Takū’s sole ariki is the island’s supreme religious leader. Living in permanent seclusion in pre-contact times because of the sanctity of his person, and officiating over extended periods of daily dancing before an image of the founding spirit, Pukena, the ariki exercised total control over the local population. The accidental introduction of an epidemic in the mid-19th century, which reduced the population to a mere thirteen, was followed by the purchase of the atoll by Emma Forsayth in 1886, leading to the enforced removal of the community to a small islet where they lived in virtual confinement until 1930; for more than 40 years, religious life continued privately and despite the absence of a marae.
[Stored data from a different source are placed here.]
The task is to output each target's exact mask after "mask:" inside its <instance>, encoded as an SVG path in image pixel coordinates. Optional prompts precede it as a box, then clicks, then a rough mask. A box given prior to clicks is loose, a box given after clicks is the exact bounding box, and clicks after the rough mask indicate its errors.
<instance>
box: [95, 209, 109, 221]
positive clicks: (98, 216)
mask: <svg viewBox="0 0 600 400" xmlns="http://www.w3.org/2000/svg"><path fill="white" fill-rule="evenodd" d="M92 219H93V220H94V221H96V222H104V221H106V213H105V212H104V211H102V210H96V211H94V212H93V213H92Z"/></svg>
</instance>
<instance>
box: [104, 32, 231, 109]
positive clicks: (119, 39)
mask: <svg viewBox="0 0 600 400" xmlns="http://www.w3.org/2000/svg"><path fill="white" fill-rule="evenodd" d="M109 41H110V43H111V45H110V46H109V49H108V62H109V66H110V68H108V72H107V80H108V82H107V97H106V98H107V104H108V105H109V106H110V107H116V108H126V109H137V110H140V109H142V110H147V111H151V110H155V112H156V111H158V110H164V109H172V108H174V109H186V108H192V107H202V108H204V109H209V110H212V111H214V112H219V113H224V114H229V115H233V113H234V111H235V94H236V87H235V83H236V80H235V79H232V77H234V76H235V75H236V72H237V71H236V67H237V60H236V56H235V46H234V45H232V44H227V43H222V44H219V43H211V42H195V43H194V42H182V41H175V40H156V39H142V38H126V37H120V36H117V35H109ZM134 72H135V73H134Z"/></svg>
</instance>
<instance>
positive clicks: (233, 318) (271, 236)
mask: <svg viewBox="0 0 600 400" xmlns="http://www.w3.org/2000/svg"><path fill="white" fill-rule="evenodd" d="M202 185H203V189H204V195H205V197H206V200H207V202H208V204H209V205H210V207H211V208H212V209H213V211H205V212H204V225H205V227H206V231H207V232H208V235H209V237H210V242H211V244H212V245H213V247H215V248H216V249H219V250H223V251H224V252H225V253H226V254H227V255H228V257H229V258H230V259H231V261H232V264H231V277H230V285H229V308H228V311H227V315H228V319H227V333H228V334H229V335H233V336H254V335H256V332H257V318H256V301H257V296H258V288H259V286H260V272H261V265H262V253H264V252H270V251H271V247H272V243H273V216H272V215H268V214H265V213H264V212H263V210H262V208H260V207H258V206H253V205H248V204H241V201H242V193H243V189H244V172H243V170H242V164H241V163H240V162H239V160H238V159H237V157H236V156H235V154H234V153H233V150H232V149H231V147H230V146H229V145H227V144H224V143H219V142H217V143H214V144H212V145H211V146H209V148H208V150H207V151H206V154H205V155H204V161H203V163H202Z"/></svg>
Since the early twentieth century, the formal role of each successive ariki has been that of a presiding protector and an pro-active intercessor. His physical presence on an area adjacent to his house changes the area’s status from mundane to sacred, thus creating the marae. He presides over all events there, which formerly included public recitations of family genealogies and presentation by a new mother of her firstborn child. Both then and now, however, time on the marae is primarily spent singing and dancing to celebrate past achievements and to entertain the spirits. Clan heads and dancers routinely wear leaf amulets to protect against the invisible and largely unknown spirits attracted by these activities. As the community’s sole representative having direct invocatory access to the island’s most powerful founding spirits, the ariki continues to exercise a predominantly religious role on a daily basis. As a consequence, his mundane activities are restricted: he undertakes no physical labor, delegating others to work in his gardens and maintain his house. His person is sacred, and only his wife may cut his hair or nails. He may participate in group song, but not dance, except in certain circumstances. He oversees each mortuary ritual, the construction of each new house, the attachment of the float and outrigger to each newly-carved canoe, and the creation of a new shark noose. More pro-actively, he also administers supernatural aid to anyone attacked by a predator fish or injured on land, provides ancestor-assisted massage on request, and offers the protective sanctuary of his own house to the seriously ill.

Although the public invocation called taku is restricted to the ariki of the day as he intervenes in matters of adverse weather, crop failure or community disaster, most men know and perform kavai invocations to personal ancestors to assist with the survival activities of fishing and gardening. The services of a senior clan member are normally requested when a new canoe is placed in the water for the first time to ensure general fishing success. Such a man may be also called on to render a new canoe irresistible to sharks, another prestige fish. Related activities include the donning of kaisuru leaf amulets over which invocations have been performed to render them potent artifacts in their own right. Supernatural assistance or protection is provided by attaching one or more kaisuru to a canoe lashing or shark noose or the neck of a fisherman, or by tying them to house-posts during a séance. Each person attending a mortuary ritual receives a kaisuru from a senior member of the hosting clan.

Each clan elder has a ritual assistant (tautua or taura) whose duties when hosting a tukumai include the placement of protective amulets on each man present during the séance, presentation of food to the spirits at each doorway of the elder’s house, distribution of spirit food to other clan heads, and complying with any other commands of the hosting elder.